Happy Birthday To Me

I was gonna write what I wanted for my birthday, which I still might do,... but Im gonna write a non realistic thing I want for my bday....

Jared and I were talking about if we moved in with each other, who would cook dinner...
And that reminded me of back in the past.. and well, partly now...
I always worried about my grandparents or dad about dinner time, or spending time with them...
But when I move, I wont have to worry about that. I mean, there will be plenty of days I'll go just to hang out with my dad and such, but back then, I was having so much fun, I never ate dinner.... I ate it 3 in the morning when I came home.

Sometimes I wonder where I went.... why was I so happy then, but not now? I'll just get irritated at Jared with the smallest thing, but maybe im not irritated at him. Maybe I just have so much sadness stuck inside of me that it needs to 'find a reason' to get out...

I feel like I could write about this topic over and over, and I STILL wont get it...
I feel less stressed when I type about things...
But sometimes I could type and type and type... and I'll still be sad.

Sure I had all my friends to make me feel loved, and happy, and get my mind off of things... Sure they were the greatest people I've ever met.... But is that the real reason why I was happy? Maybe, just maybe....

Maybe I miss them,... or maybe I miss myself. I feel loved now, so why dont I feel happy now? Maybe its the fact that I felt like I had a family... that I dont have now. Its not that I lost them,... its that I moved, and I've lost contact with them. My brother is still my best friend, but he is hardly online... and he moved to Mexico, so I can no longer see him in Turlock.

What I want for my birthday is to be back with the crew,... to have them all close to me... [with a job this time tho]

For my birthday, I wish to be happy all the time... I was so happy back then,... I had no huge dreams, because I was living the dream.

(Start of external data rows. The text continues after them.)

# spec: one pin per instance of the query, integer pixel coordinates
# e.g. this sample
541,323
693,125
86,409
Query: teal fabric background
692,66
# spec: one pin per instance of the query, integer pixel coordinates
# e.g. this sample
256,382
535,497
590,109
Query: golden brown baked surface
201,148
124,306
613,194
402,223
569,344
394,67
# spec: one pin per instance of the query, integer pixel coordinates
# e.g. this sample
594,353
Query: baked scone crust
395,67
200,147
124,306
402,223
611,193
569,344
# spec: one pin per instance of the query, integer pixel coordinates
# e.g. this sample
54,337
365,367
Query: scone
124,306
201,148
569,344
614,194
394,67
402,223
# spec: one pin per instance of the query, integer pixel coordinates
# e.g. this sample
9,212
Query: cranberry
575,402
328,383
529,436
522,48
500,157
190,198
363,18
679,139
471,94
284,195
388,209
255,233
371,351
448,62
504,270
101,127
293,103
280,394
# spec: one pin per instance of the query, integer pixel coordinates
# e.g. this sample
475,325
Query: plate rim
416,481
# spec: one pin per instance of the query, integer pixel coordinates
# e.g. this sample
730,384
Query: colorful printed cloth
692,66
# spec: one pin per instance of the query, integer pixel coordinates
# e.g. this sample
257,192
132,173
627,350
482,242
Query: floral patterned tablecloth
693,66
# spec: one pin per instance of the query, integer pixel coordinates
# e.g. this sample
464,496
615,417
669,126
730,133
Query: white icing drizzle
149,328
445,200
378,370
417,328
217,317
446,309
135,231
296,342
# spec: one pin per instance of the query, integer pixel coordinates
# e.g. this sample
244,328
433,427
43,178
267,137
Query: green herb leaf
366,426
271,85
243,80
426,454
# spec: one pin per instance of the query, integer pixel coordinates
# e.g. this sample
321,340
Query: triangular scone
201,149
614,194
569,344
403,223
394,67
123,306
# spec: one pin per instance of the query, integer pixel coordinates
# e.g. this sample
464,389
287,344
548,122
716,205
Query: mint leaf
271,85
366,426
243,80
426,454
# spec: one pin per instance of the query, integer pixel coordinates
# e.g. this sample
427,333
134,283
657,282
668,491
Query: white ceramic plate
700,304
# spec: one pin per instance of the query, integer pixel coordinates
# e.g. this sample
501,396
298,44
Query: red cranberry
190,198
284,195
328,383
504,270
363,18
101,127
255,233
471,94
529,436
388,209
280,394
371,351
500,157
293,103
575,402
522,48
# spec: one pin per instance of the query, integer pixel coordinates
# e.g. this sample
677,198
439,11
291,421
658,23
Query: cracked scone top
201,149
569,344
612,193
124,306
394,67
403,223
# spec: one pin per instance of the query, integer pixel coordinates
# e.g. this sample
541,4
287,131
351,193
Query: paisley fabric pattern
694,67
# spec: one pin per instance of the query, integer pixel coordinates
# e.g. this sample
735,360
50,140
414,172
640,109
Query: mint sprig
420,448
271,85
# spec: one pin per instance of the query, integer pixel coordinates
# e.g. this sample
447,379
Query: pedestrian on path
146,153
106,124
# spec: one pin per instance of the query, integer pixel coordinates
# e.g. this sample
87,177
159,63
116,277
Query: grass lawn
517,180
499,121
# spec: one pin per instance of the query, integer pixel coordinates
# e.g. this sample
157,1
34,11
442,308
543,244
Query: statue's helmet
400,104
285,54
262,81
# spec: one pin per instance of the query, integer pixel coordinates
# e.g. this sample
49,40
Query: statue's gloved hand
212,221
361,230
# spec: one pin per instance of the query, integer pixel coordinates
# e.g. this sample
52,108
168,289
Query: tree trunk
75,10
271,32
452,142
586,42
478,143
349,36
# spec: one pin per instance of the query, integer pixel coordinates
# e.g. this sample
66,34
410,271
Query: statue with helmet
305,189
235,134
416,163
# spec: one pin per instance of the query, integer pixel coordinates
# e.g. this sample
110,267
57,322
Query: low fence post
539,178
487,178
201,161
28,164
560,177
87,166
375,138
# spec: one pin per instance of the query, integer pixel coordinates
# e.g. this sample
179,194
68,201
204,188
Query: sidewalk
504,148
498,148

I didnt care for modeling, I didnt care about my looks.... I hardly cared about my weight even though I did exercise alot,... The only thing that was bringing me down was my grandpa, and bills, but I didnt seem to have a huge problem paying those off. I never had to pay for anything to have fun.... And when I felt like the crew was getting tired of me, and I'd skip a day of hanging out.... I got called over for breakfast, or to meet someone's family...

It's been a year since I've moved to Colorado.... and they are all still on my mind everyday...

Or,... am I on my mind? Am I really thinking about me, instead of them? Am I thinking about how happy I was?




Dinner..... who had time to think about dinner back than?